En Viernes en Kiribati he hablado en las últimas dos semanas de navegar contracorriente. Montar un NAS en casa es, en el fondo, otro acto de resistencia cultural tranquila. Significa que en vez de adaptarnos 100% a las herramientas y catálogos que nos ofrecen las grandes plataformas, nos tomamos el tiempo de crear nuestro propio espacio. Es un poco como construir un faro en tu islote: da trabajo al principio, pero luego alumbra tu travesía y la de quien venga detrás. Recuperas autonomía sobre tus datos, pero también sobre tus ritmos. Tener tu propia nube te invita a ser más selectivo: guardas las fotos que realmente importan (porque ya no hay espacio “ilimitado”, pero son realmente tuyos los terabytes), ves películas de tu colección a conciencia en lugar de dejarte llevar por el algoritmo de turno, gestionas tu música, tus apuntes y tus recuerdos con un sentido más personal.

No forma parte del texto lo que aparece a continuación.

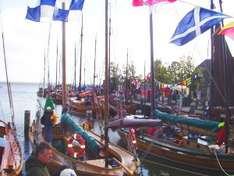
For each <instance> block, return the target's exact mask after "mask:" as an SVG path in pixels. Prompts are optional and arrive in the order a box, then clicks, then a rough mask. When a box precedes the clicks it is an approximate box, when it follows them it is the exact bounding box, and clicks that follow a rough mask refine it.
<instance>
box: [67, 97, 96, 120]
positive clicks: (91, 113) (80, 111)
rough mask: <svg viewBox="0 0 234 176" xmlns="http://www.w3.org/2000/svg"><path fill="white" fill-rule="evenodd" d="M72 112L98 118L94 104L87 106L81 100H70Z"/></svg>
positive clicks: (77, 114) (79, 114)
mask: <svg viewBox="0 0 234 176" xmlns="http://www.w3.org/2000/svg"><path fill="white" fill-rule="evenodd" d="M69 107H70V111H71V113H73V114H77V115H81V116H86V115H91V116H92V117H96V109H95V108H94V106H93V105H92V104H87V103H86V102H83V101H81V100H73V99H70V100H69Z"/></svg>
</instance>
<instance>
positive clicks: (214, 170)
mask: <svg viewBox="0 0 234 176" xmlns="http://www.w3.org/2000/svg"><path fill="white" fill-rule="evenodd" d="M118 133H119V135H120V136H121V138H122V139H123V140H124V141H125V142H127V141H126V139H127V137H128V133H127V131H124V130H118ZM137 148H138V150H140V151H142V152H144V156H145V157H146V158H148V159H150V160H154V159H155V160H160V162H165V163H167V164H169V165H170V166H171V165H172V166H175V167H179V168H182V169H186V170H190V171H194V172H199V173H204V174H210V173H215V174H217V173H219V175H220V174H222V171H221V169H220V166H219V164H218V161H217V159H216V157H215V155H214V154H212V153H210V154H200V155H199V154H198V153H196V152H189V151H186V150H184V151H183V150H179V148H178V147H177V148H172V147H171V145H169V144H166V143H162V142H159V141H156V140H150V138H147V137H144V138H141V137H137ZM145 152H148V153H145ZM218 158H219V161H220V163H221V165H222V167H223V168H224V170H225V171H227V172H228V173H229V174H230V173H234V155H231V156H223V157H221V156H218Z"/></svg>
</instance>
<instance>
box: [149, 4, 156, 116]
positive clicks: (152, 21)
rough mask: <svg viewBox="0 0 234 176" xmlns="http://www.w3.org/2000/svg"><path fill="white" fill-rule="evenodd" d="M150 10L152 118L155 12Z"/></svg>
mask: <svg viewBox="0 0 234 176" xmlns="http://www.w3.org/2000/svg"><path fill="white" fill-rule="evenodd" d="M149 8H150V16H149V21H150V63H151V109H150V115H151V117H152V116H153V114H154V108H155V99H154V90H155V88H154V42H153V39H154V37H153V14H152V13H153V11H152V7H151V6H149Z"/></svg>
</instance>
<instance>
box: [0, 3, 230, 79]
mask: <svg viewBox="0 0 234 176" xmlns="http://www.w3.org/2000/svg"><path fill="white" fill-rule="evenodd" d="M36 1H37V0H35V1H33V0H20V1H19V0H7V1H3V0H2V1H0V8H1V31H3V32H4V35H5V47H6V55H7V62H8V73H9V79H10V81H17V82H42V80H43V58H44V54H45V53H46V52H47V51H49V54H48V58H49V64H50V77H51V80H52V81H55V58H56V47H57V43H58V45H59V48H61V40H60V37H61V23H60V22H52V23H50V22H42V23H36V22H31V21H28V20H26V19H25V15H26V9H27V6H28V5H29V6H31V7H33V5H34V4H35V2H36ZM131 1H132V0H110V7H111V17H112V29H111V32H112V35H111V61H114V62H115V63H116V64H119V65H120V67H121V68H122V66H123V65H124V64H126V55H127V54H126V53H127V49H128V52H129V62H130V63H131V62H132V63H133V64H135V66H136V70H137V74H143V71H144V63H146V72H149V70H150V64H149V63H150V45H149V44H150V42H149V8H148V7H147V6H145V7H132V6H131ZM185 1H188V2H190V3H192V4H194V5H198V6H202V7H205V8H209V6H210V5H209V3H210V0H185ZM214 2H215V3H216V5H217V7H218V0H214ZM104 5H105V1H104V0H85V4H84V7H83V15H84V37H83V66H84V67H85V80H86V83H91V81H92V76H93V59H94V41H95V37H97V65H96V67H97V74H98V79H99V80H101V79H102V78H103V71H104V53H105V50H104V27H105V26H104V22H105V21H104V13H105V12H104ZM192 8H194V6H193V5H191V4H188V3H184V2H182V1H178V2H175V3H172V4H165V3H164V4H159V5H157V6H154V8H153V16H154V17H153V19H154V55H155V56H154V58H155V59H156V58H159V59H161V60H162V61H163V63H165V64H169V63H170V62H172V61H174V60H177V59H178V58H180V57H182V56H188V55H189V56H192V57H193V58H194V60H193V62H194V64H195V65H197V64H199V63H200V62H202V60H204V59H206V58H210V48H209V44H210V37H209V35H210V32H208V31H207V32H205V33H204V34H202V35H201V36H199V37H197V38H195V39H194V40H193V41H191V42H189V43H188V44H186V45H184V46H180V47H179V46H176V45H174V44H170V43H169V40H170V38H171V36H172V34H173V33H174V30H175V28H176V26H177V24H178V22H179V20H180V19H181V18H183V16H184V15H185V14H186V13H187V12H188V11H190V10H191V9H192ZM223 8H224V13H225V14H228V15H231V16H234V11H233V0H223ZM66 24H67V33H66V37H67V38H66V39H67V48H66V51H67V80H68V82H73V78H74V76H73V75H74V50H75V49H74V48H75V43H76V45H77V56H78V58H77V62H78V63H79V53H80V50H79V47H80V28H81V13H78V14H77V15H74V16H73V17H72V18H71V20H70V21H69V22H68V23H66ZM49 30H51V39H50V42H49V48H48V34H49ZM228 43H229V46H230V48H231V51H232V52H233V51H234V43H233V41H231V40H228ZM0 47H1V48H0V58H1V59H0V81H2V80H5V70H4V65H3V52H2V41H1V44H0ZM45 51H46V52H45ZM78 73H79V66H78V68H77V77H79V74H78ZM82 74H83V76H84V68H83V69H82ZM82 79H83V80H84V77H83V78H82Z"/></svg>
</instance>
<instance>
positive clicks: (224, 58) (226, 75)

El filósofo Yves Citton propone pasar de la economía de la atención a una ecología de la atención, donde cultivemos nuestro foco en vez de cederlo a mil estímulos. Parece frivolizar cuando vinculo esto con poner un NAS en tu casa, pero en la práctica promueve esa ecología: te obliga a organizar, cuidar, decidir qué vale la pena almacenar. En lugar del scroll infinito, tiendes más a un consumo cultural consciente (por ejemplo, ver lo que realmente te interesa, porque tú lo has curado en tu biblioteca). Ya que parece que no podemos controlar los medios de producción, aquí podríamos decir que, al menos, controlas los medios de reproducción digital de tu vida cotidiana. No es una panacea ni nos librará del mundo Big Tech mágicamente, pero es una pequeña utopía práctica.
Kiribati, con sus islas dispersas en varios husos, nos enseña que la periferia puede unirse con ingenio (moviendo líneas del mapa si hace falta). Nuestra periferia cultural digital puede también reunirse: creando redes pequeñas, independientes, federadas quizás, donde el criterio de cada cual prime sobre la tiranía del algoritmo comercial. Ser tu propia nube es un paso en esa dirección: reafirmar que en este rincón del Pacífico digital mandas tú. Y como todo viaje, no estás solo: hay comunidades enteras de navegantes que han construido faros similares, dispuestos a compartir consejos, a echar una mano si tu luz se apaga por momentos. La travesía vale la pena.




Qué pasada que toda la coña de Kiribati haya desembocado en este proyecto tan GUAY.
❤️
Maravilla, as usual. Me ha recordado que tengo que configurarme la VPN para acceder desde Alemania. Viva Kiribati!